I wasn’t like, “We’ll ride this out for six weeks, maybe two or three months, and then it’ll be back to normal.” I always kind of was like, “I won’t get my hopes up about shows coming back at all. I will just pivot towards things I can do musically that don’t involve playing shows and going on tour.” That was my life, but honestly, since all this started, I pretty much don’t leave the house.
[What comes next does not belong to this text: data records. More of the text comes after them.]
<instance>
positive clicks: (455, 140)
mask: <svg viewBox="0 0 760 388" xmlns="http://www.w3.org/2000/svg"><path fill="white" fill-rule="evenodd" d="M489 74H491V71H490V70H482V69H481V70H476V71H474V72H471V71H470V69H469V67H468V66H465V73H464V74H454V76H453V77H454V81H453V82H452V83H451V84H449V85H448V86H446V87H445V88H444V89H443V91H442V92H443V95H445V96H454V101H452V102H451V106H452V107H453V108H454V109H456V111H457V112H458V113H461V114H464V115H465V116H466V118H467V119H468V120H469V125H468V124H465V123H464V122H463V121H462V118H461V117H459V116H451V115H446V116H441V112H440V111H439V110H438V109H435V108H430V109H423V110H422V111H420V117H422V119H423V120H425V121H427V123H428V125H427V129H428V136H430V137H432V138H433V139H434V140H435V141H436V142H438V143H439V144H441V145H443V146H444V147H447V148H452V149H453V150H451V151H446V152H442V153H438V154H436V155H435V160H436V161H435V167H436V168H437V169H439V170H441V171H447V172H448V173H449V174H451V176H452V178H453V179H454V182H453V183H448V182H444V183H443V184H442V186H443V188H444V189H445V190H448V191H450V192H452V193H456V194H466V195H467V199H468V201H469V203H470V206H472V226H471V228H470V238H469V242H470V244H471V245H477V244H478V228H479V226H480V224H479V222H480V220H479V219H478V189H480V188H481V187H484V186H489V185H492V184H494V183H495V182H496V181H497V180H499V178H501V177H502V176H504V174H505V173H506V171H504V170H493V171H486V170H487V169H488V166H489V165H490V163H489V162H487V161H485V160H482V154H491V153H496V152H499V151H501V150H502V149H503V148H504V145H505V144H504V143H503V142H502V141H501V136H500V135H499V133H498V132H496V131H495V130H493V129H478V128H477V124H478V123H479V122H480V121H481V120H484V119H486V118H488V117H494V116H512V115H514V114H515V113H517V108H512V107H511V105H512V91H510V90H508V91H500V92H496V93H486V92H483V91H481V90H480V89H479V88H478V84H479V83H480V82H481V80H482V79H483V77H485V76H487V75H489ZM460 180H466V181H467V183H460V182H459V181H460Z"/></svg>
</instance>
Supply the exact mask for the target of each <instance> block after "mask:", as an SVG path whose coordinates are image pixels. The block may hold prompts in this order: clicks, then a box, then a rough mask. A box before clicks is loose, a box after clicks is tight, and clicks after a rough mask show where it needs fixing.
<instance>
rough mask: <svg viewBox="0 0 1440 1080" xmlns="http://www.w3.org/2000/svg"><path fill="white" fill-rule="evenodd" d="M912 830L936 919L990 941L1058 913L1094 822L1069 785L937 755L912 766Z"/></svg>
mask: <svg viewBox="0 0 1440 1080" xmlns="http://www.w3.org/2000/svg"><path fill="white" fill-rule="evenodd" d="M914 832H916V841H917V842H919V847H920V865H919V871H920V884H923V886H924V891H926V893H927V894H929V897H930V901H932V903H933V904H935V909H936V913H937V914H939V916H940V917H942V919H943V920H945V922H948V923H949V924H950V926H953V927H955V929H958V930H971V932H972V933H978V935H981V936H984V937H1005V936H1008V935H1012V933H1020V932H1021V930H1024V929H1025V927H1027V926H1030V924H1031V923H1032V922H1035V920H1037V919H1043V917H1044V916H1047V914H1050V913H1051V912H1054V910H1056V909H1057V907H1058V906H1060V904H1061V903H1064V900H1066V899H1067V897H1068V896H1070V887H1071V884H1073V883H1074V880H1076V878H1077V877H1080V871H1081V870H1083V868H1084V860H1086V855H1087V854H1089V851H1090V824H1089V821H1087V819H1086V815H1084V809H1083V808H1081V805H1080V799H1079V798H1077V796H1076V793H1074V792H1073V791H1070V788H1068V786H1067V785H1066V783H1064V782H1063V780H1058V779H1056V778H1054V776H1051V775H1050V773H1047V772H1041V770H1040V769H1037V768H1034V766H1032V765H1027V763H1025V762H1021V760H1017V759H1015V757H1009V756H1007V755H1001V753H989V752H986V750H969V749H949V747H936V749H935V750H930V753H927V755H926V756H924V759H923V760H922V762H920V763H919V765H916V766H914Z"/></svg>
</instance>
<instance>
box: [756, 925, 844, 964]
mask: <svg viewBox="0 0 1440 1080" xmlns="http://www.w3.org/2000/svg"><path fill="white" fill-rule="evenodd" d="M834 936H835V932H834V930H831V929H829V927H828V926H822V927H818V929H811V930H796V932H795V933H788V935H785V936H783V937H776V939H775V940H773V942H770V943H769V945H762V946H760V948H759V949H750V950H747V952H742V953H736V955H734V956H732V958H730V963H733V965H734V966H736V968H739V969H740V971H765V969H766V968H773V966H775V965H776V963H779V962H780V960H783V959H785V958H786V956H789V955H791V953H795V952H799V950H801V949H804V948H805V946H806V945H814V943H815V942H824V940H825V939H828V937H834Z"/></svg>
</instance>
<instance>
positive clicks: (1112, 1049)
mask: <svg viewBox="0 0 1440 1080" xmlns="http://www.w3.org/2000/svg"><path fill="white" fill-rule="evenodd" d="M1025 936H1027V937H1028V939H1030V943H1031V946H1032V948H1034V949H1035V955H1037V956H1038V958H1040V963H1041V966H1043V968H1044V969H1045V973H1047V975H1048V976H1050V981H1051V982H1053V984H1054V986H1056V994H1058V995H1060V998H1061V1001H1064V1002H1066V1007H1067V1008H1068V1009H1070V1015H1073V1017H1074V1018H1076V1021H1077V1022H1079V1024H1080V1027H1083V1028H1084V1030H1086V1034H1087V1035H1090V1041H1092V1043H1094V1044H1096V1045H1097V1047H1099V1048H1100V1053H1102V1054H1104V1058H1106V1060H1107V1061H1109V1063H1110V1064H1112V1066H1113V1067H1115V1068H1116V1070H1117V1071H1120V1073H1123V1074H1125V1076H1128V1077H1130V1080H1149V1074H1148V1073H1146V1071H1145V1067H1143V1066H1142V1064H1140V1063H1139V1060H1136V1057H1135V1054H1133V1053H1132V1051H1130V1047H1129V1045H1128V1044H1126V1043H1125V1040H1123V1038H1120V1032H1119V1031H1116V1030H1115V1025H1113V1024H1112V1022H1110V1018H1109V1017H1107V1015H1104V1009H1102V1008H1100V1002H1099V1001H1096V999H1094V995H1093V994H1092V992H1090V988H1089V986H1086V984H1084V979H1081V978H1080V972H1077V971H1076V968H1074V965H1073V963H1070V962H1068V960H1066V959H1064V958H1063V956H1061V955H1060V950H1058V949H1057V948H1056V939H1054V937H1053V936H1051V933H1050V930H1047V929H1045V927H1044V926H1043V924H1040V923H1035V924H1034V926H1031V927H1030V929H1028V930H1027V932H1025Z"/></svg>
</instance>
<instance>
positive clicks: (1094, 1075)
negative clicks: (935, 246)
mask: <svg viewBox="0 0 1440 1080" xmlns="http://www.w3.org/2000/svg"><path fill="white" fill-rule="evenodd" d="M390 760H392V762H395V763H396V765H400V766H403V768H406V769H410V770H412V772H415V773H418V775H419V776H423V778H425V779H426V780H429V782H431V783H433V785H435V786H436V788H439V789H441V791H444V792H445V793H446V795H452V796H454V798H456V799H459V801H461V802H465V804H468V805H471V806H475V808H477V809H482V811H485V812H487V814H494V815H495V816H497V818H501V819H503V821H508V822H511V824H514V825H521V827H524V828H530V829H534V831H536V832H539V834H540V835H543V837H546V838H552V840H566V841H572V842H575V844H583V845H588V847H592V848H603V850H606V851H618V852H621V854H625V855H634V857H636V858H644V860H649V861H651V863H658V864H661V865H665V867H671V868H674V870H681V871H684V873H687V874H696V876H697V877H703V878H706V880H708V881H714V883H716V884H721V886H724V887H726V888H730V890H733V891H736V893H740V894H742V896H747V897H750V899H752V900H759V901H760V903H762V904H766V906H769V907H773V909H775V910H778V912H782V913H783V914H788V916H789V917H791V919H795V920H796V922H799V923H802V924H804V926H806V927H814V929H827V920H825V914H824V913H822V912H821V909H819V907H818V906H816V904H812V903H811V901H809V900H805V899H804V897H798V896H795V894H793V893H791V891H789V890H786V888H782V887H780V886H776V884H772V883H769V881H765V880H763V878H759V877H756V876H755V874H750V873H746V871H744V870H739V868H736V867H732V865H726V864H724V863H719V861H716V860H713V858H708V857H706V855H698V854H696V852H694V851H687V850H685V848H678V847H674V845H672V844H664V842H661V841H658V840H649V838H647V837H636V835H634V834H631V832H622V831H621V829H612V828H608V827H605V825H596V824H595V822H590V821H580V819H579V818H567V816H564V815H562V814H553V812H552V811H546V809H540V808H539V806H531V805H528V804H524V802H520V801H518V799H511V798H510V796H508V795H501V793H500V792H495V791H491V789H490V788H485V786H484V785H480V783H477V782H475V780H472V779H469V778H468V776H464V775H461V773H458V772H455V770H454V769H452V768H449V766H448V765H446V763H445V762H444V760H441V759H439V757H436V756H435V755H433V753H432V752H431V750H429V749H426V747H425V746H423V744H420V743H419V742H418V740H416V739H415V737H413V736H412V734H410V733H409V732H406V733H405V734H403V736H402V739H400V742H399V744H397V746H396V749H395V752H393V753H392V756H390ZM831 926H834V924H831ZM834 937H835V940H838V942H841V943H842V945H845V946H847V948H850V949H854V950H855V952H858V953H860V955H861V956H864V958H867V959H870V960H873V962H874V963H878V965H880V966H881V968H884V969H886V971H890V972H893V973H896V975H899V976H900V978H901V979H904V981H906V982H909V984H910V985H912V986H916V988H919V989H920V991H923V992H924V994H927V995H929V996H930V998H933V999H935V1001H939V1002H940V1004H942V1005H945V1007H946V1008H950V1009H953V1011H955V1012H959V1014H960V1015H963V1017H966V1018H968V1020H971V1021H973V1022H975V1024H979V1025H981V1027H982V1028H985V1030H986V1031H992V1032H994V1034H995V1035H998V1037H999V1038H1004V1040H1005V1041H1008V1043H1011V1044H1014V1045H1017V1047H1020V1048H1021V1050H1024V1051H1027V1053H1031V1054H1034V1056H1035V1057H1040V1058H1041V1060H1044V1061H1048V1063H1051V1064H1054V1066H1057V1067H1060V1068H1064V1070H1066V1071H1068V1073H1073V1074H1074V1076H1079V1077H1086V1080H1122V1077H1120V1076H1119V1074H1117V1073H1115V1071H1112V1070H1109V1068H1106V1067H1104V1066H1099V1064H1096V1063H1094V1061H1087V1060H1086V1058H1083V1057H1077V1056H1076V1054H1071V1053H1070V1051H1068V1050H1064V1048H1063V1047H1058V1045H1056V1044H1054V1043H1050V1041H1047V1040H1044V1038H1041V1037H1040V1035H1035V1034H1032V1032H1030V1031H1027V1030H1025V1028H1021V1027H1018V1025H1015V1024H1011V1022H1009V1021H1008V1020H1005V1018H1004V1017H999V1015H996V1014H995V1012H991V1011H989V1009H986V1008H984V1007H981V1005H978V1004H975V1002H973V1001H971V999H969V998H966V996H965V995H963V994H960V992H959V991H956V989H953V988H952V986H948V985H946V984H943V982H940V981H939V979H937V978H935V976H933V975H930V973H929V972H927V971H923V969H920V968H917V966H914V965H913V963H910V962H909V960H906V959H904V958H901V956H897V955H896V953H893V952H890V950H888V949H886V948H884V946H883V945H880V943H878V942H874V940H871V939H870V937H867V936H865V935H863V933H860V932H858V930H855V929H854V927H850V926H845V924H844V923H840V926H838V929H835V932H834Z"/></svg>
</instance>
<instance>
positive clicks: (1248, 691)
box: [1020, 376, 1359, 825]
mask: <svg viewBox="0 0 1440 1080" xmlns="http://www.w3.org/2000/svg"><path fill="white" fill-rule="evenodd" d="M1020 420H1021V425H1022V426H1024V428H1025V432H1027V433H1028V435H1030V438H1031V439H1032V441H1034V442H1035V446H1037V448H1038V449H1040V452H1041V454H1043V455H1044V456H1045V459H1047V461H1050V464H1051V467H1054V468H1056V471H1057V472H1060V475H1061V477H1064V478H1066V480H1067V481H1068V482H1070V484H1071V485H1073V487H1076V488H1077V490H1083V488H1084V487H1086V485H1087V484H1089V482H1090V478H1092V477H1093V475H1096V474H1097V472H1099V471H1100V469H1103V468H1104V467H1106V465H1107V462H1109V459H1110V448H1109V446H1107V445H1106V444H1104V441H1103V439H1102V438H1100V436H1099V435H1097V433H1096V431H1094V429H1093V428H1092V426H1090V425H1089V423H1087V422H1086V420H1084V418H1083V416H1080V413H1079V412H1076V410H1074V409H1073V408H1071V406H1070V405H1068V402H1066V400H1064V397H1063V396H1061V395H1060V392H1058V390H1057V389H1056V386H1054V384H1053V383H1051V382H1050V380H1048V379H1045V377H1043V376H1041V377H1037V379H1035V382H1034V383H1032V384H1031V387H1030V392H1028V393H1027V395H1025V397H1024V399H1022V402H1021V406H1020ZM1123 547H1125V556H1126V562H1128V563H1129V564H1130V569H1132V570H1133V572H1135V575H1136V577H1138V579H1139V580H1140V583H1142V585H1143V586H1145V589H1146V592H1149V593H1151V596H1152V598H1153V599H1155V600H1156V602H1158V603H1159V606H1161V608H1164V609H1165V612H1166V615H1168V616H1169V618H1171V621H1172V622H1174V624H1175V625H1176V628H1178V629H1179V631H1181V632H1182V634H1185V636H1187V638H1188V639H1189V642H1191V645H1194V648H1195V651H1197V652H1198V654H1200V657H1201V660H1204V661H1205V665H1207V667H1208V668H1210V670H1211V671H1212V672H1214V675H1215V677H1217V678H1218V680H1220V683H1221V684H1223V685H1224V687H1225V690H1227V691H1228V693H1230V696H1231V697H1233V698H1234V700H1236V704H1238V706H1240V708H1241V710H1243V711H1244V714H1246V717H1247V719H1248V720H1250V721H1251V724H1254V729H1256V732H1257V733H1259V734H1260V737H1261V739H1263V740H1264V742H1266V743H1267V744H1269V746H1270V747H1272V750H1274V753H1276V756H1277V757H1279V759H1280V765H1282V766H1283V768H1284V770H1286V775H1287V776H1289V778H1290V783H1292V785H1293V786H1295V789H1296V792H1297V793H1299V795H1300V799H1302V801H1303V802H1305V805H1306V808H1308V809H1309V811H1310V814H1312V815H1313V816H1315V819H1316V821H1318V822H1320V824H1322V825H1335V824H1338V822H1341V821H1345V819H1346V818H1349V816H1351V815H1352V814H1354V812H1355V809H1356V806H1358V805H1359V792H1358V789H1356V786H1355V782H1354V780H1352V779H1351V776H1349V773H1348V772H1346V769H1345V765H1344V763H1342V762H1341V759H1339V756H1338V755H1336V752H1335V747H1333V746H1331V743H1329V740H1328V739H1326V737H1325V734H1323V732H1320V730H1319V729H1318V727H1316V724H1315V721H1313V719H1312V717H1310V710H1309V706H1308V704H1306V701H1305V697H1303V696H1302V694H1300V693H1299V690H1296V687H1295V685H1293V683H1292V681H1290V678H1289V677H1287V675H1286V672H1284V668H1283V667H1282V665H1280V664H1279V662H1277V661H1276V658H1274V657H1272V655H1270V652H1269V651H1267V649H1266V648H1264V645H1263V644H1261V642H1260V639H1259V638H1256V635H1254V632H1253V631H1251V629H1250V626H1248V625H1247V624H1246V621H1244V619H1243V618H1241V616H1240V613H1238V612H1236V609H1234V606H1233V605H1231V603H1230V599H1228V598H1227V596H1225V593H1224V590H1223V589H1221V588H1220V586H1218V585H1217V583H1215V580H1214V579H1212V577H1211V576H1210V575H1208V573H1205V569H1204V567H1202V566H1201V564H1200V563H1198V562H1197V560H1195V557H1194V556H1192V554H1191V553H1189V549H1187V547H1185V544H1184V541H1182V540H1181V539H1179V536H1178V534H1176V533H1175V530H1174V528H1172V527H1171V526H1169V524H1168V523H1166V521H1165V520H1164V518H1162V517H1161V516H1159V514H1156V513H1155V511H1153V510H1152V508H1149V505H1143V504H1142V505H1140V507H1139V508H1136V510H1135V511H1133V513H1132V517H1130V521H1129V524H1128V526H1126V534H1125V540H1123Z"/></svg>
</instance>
I just play guitar and banjo all day [laughs] and I give guitar and banjo lessons via zoom and things like that.

My resolutions for this year, on a personal level and as a musician, have been pretty much to keep doing what I’ve been doing, which is just falling in love with music even more intensely in a lot of ways, because it’s almost like being a kid, where you can’t go to shows anymore–it’s like being too young to go to concerts. [laughs] Like, I’m not allowed to. It’s weird. All I can do is play guitar and listen to records, and I’m like, “You know what? This has been kind of beautiful in a weird, strange way.” So yeah, my resolutions are just to keep working at music, playing instruments, and that sort of thing.

On a non-musical level, I just want to keep building on the things I’ve been building on the past year, like, getting more and more of a firm foothold on my own life. You know, we don’t really have much of a choice until more radical changes can start happening, in the form of a great wave of change. It is this kind of situation where you do have to try to survive, unfortunately.

In the absence of the usual release cycle things, what are your plans for after the EP comes out?

Well, to be honest with you, I am working on the next Strange Ranger album, and that has been very fortuitously lined up with when this recording was finished. I’m pretty focused on that right now. I don’t know if I will do any kind of live streams or anything like that. I don’t really want to present these songs in a solo set right now. I’d rather just wait till I can play in a band again, honestly. 

I’m hoping to pick back up into writing a lot more this year because frankly, I kind of turned quarantine into an excuse to give myself my own private conservatory year, like, not leaving my house and playing guitar all the time, studying it intently. I haven’t really been writing songs because I’ve been trying to learn Bach pieces, or jazz, or something. [laughs]

I will have another single that I’m going to put out in, like, four months, so there’s also that. There’s other new music on the way with this project, I’m just not sure I’m going to perform it yet.